The second mass general strike occurred on 26 May to pressure the new government to pass sweeping reforms. Over two million workers from all over the country, including from the automobile factories, walked off the job for better work conditions. The strikes spread until five million workers were involved. However, there were no major riots. Ettore Bugatti was shut out of his own factory at Molsheim and the new car for the ACF could not be readied in time for Le Mans. At the occupied Renault plant there were 25,000 strikers who were kept in high spirits by a fine Senegalese men's choir.

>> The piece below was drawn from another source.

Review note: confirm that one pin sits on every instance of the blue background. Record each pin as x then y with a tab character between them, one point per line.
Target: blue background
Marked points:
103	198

By the time the government was able to negotiate a settlement it was 7th June. This was only three days before the nominal start of race-scrutineering. Faced with fuel shortages and the prospect that many entrants, and spectators, would be unable to get transport, accommodation or even food for the event, the ACO therefore announced that the race would be postponed. There was also the issue of having sufficient workers to prepare the public roads used for the circuit and getting officials and marshals to run the event.

They approached the AIACR with several rescheduled dates – the following weekend, and the first weekend of August. However, both weekends were vetoed by the Royal Automobile Club (RAC) who had their own "international" (albeit minor) events on at the same times. The AIACR was swayed by the British group and blocked the submissions. Without any other potential options, the ACO officially cancelled the Le Mans race on 23rd June.
Georges Durand, General-Secretary of the ACO, wrote:
"I know that we have many friends in neighbouring countries who will be filled with astonishment and indignation by this setback for the 24 Hours and will draw the conclusion that things are going badly for France. It takes little more to compromise the reputation of a people in the opinion of foreigners and to alienate sympathy."

The French Grand Prix was held just five days later, run to the new formula. Raymond Sommer and Jean-Pierre Wimille won the 8-hour race with the new Bugatti Type 57G ahead of four Delahayes. In mid-July, Spain erupted in civil war, and abruptly motorsport was not important for an anxious and nervous Europe. The new French works teams would have to wait a year to test themselves against the proven experience of the Alfa Romeo and Lagonda privateers.